David can affirm that when this is done well, God will even draw unbelievers to Himself. Psalm 40:3: “He put a new song in my mouth, a hymn of praise to our God. Many will see and fear the Lord and put their trust in him.” From a God who cannot exaggerate, many will see and fear and put their trust in the Lord.

The Apostle Paul affirmed this: “I am a minister of Christ Jesus to the Gentiles in the priestly service of the gospel of God, so that the offering of the Gentiles may be acceptable, sanctified by the Holy Spirit” (Romans 15:16).

You know what that tells us if you are paying attention? What that tells us is that anytime we come into a corporate place of worship and characterize worship by how satisfied we am rather than by how God is glorified, we have failed to guard our own hearts and have turned worship into self-centered consumerism.

We come to this place to express the verbiage of our hearts and our lips in magnifying the praise and the adoration of Almighty God.

The One with Scars in His Hands

There was a fire in an apartment in Manhattan, and there was a little boy whose mom and dad perished in the fire. When the fire was blazing, there was a fireman who could hear the little boy’s screams. He went up a fire escape wearing these thick gloves, but the heat of the fire had heated the metal to a level that, even through his gloves, his hands were being burned. He could hear the boy’s screams, and he just kept going. He crawled through a window, grabbed the little boy, and again held him in his arms and worked his way back down the fire escape ladder, his hands being burned through his gloves. He took the boy to safety.

Months went by, and because both parents had perished in the fire, the court was going to assign who had custody of the boy.

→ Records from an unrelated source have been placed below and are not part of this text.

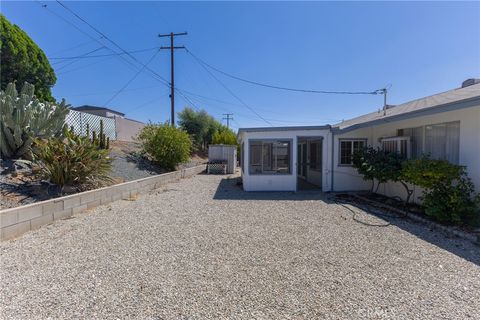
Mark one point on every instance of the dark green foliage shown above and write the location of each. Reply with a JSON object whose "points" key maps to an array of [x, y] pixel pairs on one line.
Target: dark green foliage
{"points": [[200, 126], [24, 118], [23, 61], [448, 194], [225, 136], [382, 166], [101, 141], [165, 145], [74, 161]]}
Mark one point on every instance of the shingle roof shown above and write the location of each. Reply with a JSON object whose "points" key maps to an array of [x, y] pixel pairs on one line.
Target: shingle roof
{"points": [[428, 103], [87, 107]]}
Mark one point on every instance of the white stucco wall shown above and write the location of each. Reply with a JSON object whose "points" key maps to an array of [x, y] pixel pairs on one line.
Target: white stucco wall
{"points": [[346, 178], [284, 182]]}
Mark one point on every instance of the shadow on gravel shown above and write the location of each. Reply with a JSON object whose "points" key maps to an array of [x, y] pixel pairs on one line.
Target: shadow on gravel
{"points": [[229, 189], [460, 247]]}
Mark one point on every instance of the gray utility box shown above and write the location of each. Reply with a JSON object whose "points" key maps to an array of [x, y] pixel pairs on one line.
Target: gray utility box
{"points": [[222, 158]]}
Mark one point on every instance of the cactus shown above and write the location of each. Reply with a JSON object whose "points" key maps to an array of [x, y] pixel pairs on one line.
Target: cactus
{"points": [[101, 136], [24, 118]]}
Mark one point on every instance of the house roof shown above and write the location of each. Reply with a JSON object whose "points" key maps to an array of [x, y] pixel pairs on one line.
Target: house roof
{"points": [[87, 108], [270, 129], [445, 101]]}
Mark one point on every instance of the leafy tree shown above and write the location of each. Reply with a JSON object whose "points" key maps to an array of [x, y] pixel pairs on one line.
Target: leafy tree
{"points": [[383, 166], [225, 136], [165, 145], [23, 61], [448, 194], [200, 126]]}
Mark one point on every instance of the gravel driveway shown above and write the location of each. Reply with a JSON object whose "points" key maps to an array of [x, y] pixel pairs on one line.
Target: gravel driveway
{"points": [[202, 249]]}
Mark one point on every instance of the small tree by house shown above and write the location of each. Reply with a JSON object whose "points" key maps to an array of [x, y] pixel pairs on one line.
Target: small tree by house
{"points": [[165, 145]]}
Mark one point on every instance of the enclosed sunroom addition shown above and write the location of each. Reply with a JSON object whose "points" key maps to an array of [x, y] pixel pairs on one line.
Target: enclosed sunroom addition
{"points": [[284, 158]]}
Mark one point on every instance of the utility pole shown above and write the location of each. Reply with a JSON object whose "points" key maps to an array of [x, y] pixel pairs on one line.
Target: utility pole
{"points": [[228, 118], [384, 92], [172, 76]]}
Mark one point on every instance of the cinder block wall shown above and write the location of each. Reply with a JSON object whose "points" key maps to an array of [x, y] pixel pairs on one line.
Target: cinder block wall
{"points": [[16, 221]]}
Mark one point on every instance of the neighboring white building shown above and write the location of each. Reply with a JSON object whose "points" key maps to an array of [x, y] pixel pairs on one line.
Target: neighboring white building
{"points": [[445, 125]]}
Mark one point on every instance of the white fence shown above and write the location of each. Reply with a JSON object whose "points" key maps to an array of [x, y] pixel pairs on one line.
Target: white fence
{"points": [[79, 120]]}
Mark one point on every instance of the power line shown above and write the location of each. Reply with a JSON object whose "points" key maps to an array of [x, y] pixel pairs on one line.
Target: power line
{"points": [[228, 117], [131, 79], [172, 72], [375, 92], [83, 55], [74, 47], [101, 55], [159, 77], [233, 94], [110, 92]]}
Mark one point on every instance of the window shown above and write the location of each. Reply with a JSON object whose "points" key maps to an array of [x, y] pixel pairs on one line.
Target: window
{"points": [[442, 141], [348, 148], [315, 156], [416, 140], [269, 157], [400, 145], [242, 157]]}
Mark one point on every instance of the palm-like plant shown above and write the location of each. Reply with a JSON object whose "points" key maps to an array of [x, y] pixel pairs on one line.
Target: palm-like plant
{"points": [[73, 161]]}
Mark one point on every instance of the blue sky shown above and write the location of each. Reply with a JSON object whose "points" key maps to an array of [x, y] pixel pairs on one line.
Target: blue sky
{"points": [[416, 48]]}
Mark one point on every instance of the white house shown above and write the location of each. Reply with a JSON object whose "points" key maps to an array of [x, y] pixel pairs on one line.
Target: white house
{"points": [[445, 125]]}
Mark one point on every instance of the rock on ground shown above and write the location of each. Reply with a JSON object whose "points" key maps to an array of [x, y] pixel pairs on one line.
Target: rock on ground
{"points": [[203, 249]]}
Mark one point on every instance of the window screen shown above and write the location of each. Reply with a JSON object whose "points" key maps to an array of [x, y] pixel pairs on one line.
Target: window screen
{"points": [[270, 157], [442, 141], [315, 156]]}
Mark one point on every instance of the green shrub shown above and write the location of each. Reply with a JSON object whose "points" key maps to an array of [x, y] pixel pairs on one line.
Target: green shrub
{"points": [[24, 118], [448, 194], [73, 161], [225, 136], [383, 166], [165, 145]]}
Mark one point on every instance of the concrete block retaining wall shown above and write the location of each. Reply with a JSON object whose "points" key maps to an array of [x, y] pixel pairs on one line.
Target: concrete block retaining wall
{"points": [[16, 221]]}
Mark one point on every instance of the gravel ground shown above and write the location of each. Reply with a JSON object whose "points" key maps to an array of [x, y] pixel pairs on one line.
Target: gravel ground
{"points": [[202, 248]]}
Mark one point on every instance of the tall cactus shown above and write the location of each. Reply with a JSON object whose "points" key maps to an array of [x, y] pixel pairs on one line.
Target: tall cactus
{"points": [[101, 136], [23, 117]]}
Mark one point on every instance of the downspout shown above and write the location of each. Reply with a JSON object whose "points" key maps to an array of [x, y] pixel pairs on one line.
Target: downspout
{"points": [[332, 166]]}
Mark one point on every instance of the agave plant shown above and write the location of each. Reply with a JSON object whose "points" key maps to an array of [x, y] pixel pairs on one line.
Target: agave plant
{"points": [[23, 118], [74, 161]]}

There was an uncle who was both a medical doctor and had children, and would have been a wonderful family to assign the boy to. Then there was another cousin where both the husband and wife were engineers, and there were siblings in the family, which would have been a wonderful family to assign the boy to.

But as the judge was narrating the case, the fireman and the little boy asked for permission to speak. The boy said to the judge, “Sir, I want to go with the man who has scars on his hands. Would you let me go and be with and look to the one who has the scars in his hands?”

Church family, would you look to the one who has scars in His hands? Would you bow down to the one who has scars in His hands? Would you worship and magnify the one who bled and died for you and has scars in His hands? Would you ascribe glory to the one who has scars in His hands?

Would you magnify and lift up and adore not your projection of your idea of Him, but who He really is, the one who has scars in His hands?

Will you worship and make much of Him for His glory to make Him famous throughout the earth? Will you love deeply one another, love this city deeply, out of the reality that we are looking to the one who has scars in His hands?

Oh, let us worship the one who has the scars in His hands.


TL;DR

  1. The crowd welcomed Jesus with praise, but their expectations were shaped by what they wanted Him to do, not who He truly is.

  2. True worship is not fascination or enthusiasm—it is grounded in truth and formed by surrender.

  3. Jesus models worship through humility, sacrifice, and obedience, ultimately moving toward the cross.

  4. The call of Palm Sunday is to move from being a fan of Jesus to a fully surrendered follower who lives for God’s glory, not personal preference.